Dans un travail réalisé sur des sujets présentant un PTSD (Lee et al 2006) il apparaît clairement que l’effet de l’EMDR va au delà des effets obtenus dans les thérapies d’exposition traditionnelles. Dans l’EMDR, l’exposition est brève et les mouvements oculaires constituent un stimulus qui dédouble l’attention du sujet, ce qui lui permettrait de se remémorer le trauma, en ayant la sensation qu’il n’en fait pas partie et en est détaché. Cette sensation de mise à distance a été évaluée et a été significativement corrélée avec l’amélioration clinique du PTSD (Lee et al 2006).
Discussion et conclusion
Mon expérience me conduit à dire que l’EMDR apporte d’excellents résultats que j’ai évalués dans un certain nombre d’études de cas, pratique à laquelle j’ai été familiarisée lors de ma formation (TCC Lyon 1 sous la direction de J. Cottraux). Cependant, l’expérience montre que certains patients bipolaires non traités par thymorégulateurs, rechutent, malgré une excellente évaluation en fin de TCC et d’EMDR. Je remarque aussi, que vos traitements permettent de diminuer de façon significative la durée de prise en charge en thérapie.
Je travaille peu sur les TOCs, mais j’ai remarqué en milieu hospitalier que l’EMDR n’apportait pas d’amélioration, du fait peut être que les sujets ne lâchent pas le contrôle. Je pense qu’il serait possible de travailler sur leurs peurs en TCC avant de pratiquer l’EMDR : je propose de tester ce protocole avec votre aide. La pratique de l’EMDR apporte un apaisement : elle fait chuter temporairement pendant une durée variable l’anxiété et les tensions internes.
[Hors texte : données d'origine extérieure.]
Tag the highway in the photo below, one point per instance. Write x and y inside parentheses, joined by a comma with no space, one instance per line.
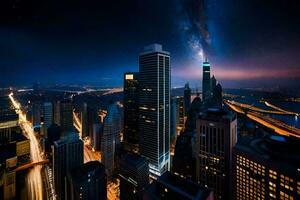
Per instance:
(277,111)
(89,153)
(34,177)
(278,126)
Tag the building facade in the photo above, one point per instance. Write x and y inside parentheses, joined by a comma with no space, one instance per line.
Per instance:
(266,168)
(154,108)
(67,155)
(131,111)
(215,138)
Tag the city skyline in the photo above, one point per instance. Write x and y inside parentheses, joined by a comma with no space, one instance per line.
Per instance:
(65,41)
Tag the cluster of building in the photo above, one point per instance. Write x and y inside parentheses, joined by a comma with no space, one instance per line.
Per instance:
(180,147)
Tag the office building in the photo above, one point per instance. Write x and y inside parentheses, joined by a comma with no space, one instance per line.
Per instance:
(134,176)
(180,114)
(67,155)
(170,186)
(97,135)
(87,182)
(66,116)
(131,111)
(111,129)
(184,160)
(266,168)
(84,121)
(206,83)
(9,128)
(36,114)
(154,108)
(47,116)
(187,99)
(215,137)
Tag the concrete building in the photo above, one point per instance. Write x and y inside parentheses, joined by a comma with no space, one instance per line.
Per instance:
(215,138)
(154,108)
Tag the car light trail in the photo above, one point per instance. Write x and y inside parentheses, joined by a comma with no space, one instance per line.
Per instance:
(34,177)
(278,126)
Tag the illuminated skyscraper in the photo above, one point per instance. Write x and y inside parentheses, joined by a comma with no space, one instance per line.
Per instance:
(131,111)
(215,137)
(187,98)
(134,176)
(88,182)
(266,168)
(67,155)
(48,116)
(66,116)
(154,108)
(206,84)
(111,129)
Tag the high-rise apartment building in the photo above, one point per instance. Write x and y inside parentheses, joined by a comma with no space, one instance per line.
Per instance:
(67,155)
(111,129)
(170,186)
(154,108)
(206,83)
(131,111)
(47,115)
(134,176)
(187,99)
(66,116)
(88,181)
(215,138)
(266,168)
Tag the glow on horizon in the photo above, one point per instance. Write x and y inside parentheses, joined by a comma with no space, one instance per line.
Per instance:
(195,73)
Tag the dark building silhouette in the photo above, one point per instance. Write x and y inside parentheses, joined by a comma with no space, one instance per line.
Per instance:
(67,155)
(266,168)
(215,138)
(187,98)
(131,111)
(170,186)
(88,181)
(134,176)
(184,161)
(154,108)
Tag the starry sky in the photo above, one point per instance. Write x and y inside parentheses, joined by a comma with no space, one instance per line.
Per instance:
(250,43)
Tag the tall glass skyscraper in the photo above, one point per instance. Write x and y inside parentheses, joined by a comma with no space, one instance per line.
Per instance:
(131,111)
(206,85)
(154,108)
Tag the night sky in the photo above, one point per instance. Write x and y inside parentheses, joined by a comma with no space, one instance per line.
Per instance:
(250,43)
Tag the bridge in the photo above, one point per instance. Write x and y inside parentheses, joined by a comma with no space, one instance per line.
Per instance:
(267,121)
(31,164)
(277,111)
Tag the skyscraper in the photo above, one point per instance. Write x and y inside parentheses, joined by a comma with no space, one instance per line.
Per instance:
(111,128)
(48,116)
(187,98)
(266,168)
(134,176)
(88,181)
(84,121)
(154,108)
(215,137)
(206,83)
(170,186)
(131,111)
(67,155)
(66,116)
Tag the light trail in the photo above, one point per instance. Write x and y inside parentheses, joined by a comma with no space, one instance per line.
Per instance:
(254,108)
(278,126)
(34,177)
(89,154)
(280,109)
(112,91)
La prise en charge se déroule ainsi : après deux séances d’évaluation et l’instauration de la relation thérapeutique, deux séances permettent l’apprentissage d’une technique simple de relaxation, utile entre autres dans les cas d’abréaction. On commence ensuite les expositions en EMDR, dont les résultats sont renforcés par la pratique en alternance de techniques de restructuration cognitives (Beck).
Bon nombre de patients réclament actuellement une "thérapie" EMDR qu’ils présentent comme la solution à tous leurs maux. L’évaluation à l’aide de vos questionnaires permet de remettre l’EMDR à sa juste place : celle d’un traitement efficace qui, sans être une panacée, a sa place dans une thérapie parmi d’autres traitements (médicamenteux) ou techniques (TCC). Forte de mon expérience clinique en TCC et en EMDR, je serais heureuse de rejoindre votre équipe. J’attends cela depuis longtemps, et, même si je n’assimile pas forcément tous vos écrits, que je lis avec un vif intérêt, j’espère avoir l’occasion de vous apporter en matière d’EMDR et de TCC des outils thérapeutiques complémentaires de ceux de votre Cabinet ou de votre Centre. Je travaillerais volontiers avec vous sur des études de cas permettant d’évaluer l’impact de la TCC et ou de l’EMDR sur des patients bipolaires.